CLOs draw in new support after showing resilience

CLOs draw in new support after showing resilience


One of Wall Street’s hottest hedge funds has pulled in a quarter of a billion dollars from a small group of investors seeking out returns from an obscure corner of capital markets: collateralised loan obligations.

Diameter Capital, which posted a 24 per cent gain in its main hedge fund last year, intends to use the seed money to structure and sell its first six CLOs, which bundle together risky company loans and use them to back interest payments on slices of new debt, each with different levels of risk and return.

The asset class nestles just on the fringe of markets, dominated by specialists, but demand is now rising more broadly. The combined $250m investment in Diameter from alternative asset managers Apollo Global Management and Corbin Capital, and the pension fund of renewable energy company Babcock & Wilcox, also hints at a shift towards the mainstream.

“CLOs have survived the market swoon intact,” said Bret Leas, who runs Apollo’s structured credit business. “Therefore the asset class continues to gain more widespread acceptance. It’s no longer niche.”

Part of the allure for investors is that the CLO market offers a way to improve returns now that low interest rates have made higher-yielding assets scarce. 

Total issuance of CLOs in the US this year is running at a record pace around $70bn, according to data from S&P Global Market Intelligence, with the total market now sitting at $770bn outstanding, according to Citi. The bank predicts it will grow to $850bn by the end of the year.

“It is a source of return in a world where there are not many obvious returns,” said Craig Bergstrom, chief investment officer at Corbin, who noted Diameter’s record as part of the $8.5bn investment manager’s decision to invest. Once interest has been paid to debt investors in the CLO, whatever is left flows through to the equity holders that have provided seed capital.

CLOs have been viewed sceptically in the past. Before the pandemic struck, regulators had expressed concerns that they had facilitated risky lending with weaker standards, and that they could lay the groundwork for a future credit crisis. 

But CLO participants now feel vindicated, arguing that a strong rebound from the depths of the coronavirus-induced fall in markets has proved the resilience of the structure and offered comfort to cautious investors, even if critics still point to the large amount of assistance provided by the Federal Reserve that helped all credit markets — from bonds to loans — recover.

Column chart of Monthly US CLO issuance ($bn) showing CLO issuance surges as industry makes play to become mainstream

Even CLO equity investors, most exposed to the default of underlying issuers, largely ended 2020 with positive, single-digit returns, according to multiple industry sources.

“CLOs have come out pretty unblemished,” said Scott Snell at credit fund Tetragon, which invests in both the debt and equity of CLOs. “If liquidity had not been provided by the Fed, CLOs would have been more adversely impacted but it also would have been more challenging for all markets, not just CLOs.”

Eager to capitalise on the demand, a host of fund managers has sought to enter the market or expand their business.

As a result, some market participants expect consolidation among CLO managers. There are 135 CLO managers in the US, according to Citi, with 50 of them managing less than $2bn. Industry veterans say that depending on the fees charged and the size of the team, it typically takes $2bn to $3bn in assets to break even. 

However, few M&A deals have emerged with both new and existing managers seemingly preferring tie-ups akin to Diameter’s. 

Diameter’s launch follows York Capital ceding control of its CLO business to a new entity called Generate Advisors earlier this year, partnering with Kennedy Lewis Investment Management who will provide a $200m equity contribution to future deals.
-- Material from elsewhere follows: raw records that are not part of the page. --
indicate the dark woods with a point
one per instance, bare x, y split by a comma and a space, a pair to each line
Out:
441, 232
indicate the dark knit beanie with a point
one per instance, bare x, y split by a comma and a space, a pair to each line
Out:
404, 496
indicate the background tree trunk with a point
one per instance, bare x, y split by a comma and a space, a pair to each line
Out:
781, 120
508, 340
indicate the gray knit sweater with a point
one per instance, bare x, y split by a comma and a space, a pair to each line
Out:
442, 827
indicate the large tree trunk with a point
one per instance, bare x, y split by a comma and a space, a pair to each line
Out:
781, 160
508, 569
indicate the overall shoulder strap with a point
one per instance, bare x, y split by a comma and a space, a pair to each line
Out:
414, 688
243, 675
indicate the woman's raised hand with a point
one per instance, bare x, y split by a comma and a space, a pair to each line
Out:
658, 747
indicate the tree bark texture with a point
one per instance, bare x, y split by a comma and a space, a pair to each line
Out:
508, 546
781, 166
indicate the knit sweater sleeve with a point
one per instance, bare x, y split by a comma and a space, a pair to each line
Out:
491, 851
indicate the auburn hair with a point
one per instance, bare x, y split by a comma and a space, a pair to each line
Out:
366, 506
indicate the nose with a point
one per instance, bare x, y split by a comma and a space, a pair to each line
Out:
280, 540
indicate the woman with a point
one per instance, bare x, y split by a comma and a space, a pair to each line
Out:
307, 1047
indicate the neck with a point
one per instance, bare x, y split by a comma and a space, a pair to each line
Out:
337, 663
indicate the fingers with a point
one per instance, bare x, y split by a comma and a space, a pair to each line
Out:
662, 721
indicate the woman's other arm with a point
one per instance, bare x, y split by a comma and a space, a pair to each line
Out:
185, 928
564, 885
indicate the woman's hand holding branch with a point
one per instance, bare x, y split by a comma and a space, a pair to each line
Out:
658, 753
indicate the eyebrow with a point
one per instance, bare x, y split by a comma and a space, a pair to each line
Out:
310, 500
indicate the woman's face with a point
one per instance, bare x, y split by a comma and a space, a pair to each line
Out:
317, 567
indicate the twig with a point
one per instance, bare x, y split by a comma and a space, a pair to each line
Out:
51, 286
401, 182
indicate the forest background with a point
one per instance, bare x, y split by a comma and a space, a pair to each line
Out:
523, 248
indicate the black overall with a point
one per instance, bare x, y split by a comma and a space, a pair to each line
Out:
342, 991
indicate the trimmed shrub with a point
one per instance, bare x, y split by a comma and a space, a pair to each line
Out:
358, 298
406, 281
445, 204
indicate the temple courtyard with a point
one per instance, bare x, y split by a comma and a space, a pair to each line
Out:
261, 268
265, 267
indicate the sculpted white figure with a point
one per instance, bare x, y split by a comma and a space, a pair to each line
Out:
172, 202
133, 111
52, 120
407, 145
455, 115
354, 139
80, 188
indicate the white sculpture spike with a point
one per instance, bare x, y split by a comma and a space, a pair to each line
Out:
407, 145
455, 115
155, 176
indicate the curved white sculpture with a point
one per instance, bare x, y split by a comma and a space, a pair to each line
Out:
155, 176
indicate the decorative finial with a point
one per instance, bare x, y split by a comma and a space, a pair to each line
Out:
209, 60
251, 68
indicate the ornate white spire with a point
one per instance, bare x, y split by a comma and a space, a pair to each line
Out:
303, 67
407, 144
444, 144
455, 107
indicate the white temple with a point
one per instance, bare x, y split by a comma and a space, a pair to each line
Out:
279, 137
Kayne Anderson in January raised $600m in a fund to invest in the equity of both its own and other managers’ CLO deals. 

This is Apollo’s fifth partnership, starting with an equity financing for CLO manager Gulf Stream in 2011, with three others in between. 

“We preferred to build something ourselves that we can infuse with our DNA as opposed to buying a business that’s struggling on another platform,” said Scott Goodwin, who co-founded Diameter with Jon Lewinsohn. The pair met while working at credit fund Anchorage roughly a decade ago, starting Diameter in 2017. Investing across credit markets, it has become known as one of the most prolific hedge funds in recent years.

Goodwin’s first boss working at Citi was Jim Zelter, now co-president of Apollo. Both Goodwin and Lewinsohn also had a long-held relationship with John Zito, Apollo’s deputy chief investment officer, cemented after Apollo supported Diameter’s entry into issuing collateralised debt obligations. 

“A lot of people talk about it but there has been very little CLO M&A,” said Leas at Apollo. “The price sellers expect to be paid is not typically attractive to firms like ours when we can just either issue our own deals or seed other managers. A tie-up is a far more likely way to launch a CLO manager these days.”